Andrea Douglas Artist Talk – LOOK3 2015
The extended version of Andrea Douglas, Executive Director for the Jefferson School African American Heritage Center presents, "The Jefferson School, a Modern American Story" at the Paramount Theater along the Charlottesville Downtown Mall at the 2015 LOOK3 Festival.
Andrea Douglas, Executive Director of Charlottesville’s Jefferson School African American Heritage Center will present “The Jefferson School, a Modern American Story” in celebration of the School’s 150th anniversary. Just nine months after the end of the Civil War, the Jefferson School opened its doors and continued to operate solely for African Americans in Charlottesville until 1965. For 150 years, the School has been a thriving and constant fixture in the local landscape—and its students, teachers, and supporting community have played a decisive role in the modern history of Charlottesville. Andrea’s compelling presentation celebrates this story through personal narrative and a visual history drawn from the Jefferson School photographic archives.
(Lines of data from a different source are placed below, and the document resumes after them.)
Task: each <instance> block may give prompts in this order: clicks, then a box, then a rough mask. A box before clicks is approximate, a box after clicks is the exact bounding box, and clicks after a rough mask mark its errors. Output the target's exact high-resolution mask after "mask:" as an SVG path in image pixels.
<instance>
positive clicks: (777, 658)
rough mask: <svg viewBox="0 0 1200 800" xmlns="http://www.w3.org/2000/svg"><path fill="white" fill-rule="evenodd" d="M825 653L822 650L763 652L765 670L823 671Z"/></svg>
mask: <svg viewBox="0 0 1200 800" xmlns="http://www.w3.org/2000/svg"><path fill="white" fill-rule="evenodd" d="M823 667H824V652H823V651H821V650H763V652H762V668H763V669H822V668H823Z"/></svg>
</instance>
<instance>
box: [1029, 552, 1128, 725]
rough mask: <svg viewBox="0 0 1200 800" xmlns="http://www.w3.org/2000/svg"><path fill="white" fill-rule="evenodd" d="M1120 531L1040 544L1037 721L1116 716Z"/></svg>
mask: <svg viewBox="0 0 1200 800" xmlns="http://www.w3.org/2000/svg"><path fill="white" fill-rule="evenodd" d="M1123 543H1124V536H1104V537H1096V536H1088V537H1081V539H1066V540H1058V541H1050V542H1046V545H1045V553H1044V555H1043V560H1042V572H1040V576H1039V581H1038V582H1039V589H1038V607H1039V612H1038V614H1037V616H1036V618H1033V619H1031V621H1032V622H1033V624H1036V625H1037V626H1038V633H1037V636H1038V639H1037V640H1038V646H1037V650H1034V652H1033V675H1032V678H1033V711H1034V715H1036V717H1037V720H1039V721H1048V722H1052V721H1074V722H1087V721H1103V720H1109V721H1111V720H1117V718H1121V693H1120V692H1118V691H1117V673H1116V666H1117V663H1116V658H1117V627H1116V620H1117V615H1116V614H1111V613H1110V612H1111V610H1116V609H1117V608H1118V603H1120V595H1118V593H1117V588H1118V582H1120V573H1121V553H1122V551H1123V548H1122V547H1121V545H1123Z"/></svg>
Andrea Douglas holds an M.A. and Ph.D. in art history from the University of Virginia and an M.B.A. in arts management and finance from Binghamton University, NY. Formerly, she was curator of collections and exhibitions and curator of contemporary art at the University of Virginia. Andrea’s research considers the cultural and social connections in the biographies of 20th and 21st century artists of the African Diaspora.
Alec Soth Artist Talk Highlights – LOOK3 2015
2015 LOOK3 Artist Alec Soth speaks about his photographic past, present, and future at the Paramount Theater along the Charlottesville Historic Downtown Mall.
Imbuing the banal with cinematic grandeur, Alec Soth’s work is distinguished by its uncanny insightfulness. Through his compassionate lens, the peripheries of contemporary American culture come to life. LOOK3 is thrilled to present an exhibition of Alec Soth's new work from Songbook. These poignant photographs offer a lyrical depiction of the tension between American individualism and an unfulfilled yearning for community.
Soth’s work has been featured in numerous solo and group exhibitions, including the 2004 Whitney and São Paulo Biennials, the Jeu de Paume in Paris, and Fotomuseum Winterthur in Switzerland. In 2010, the Walker Art Center produced a large survey exhibition of his work titled From Here to There. Alec’s first monograph, Sleeping by the Mississippi, was published by Steidl in 2004 to critical acclaim. Since then, Alec has published NIAGARA (2006), Fashion Magazine (2007); Dog Days, Bogotá (2007); The Last Days of W(2008); and Broken Manual (2010). Among numerous awards, Alec received the Guggenheim Fellowship (2013) and is a member of Magnum Photos. In 2008, he started the publishing company Little Brown Mushroom.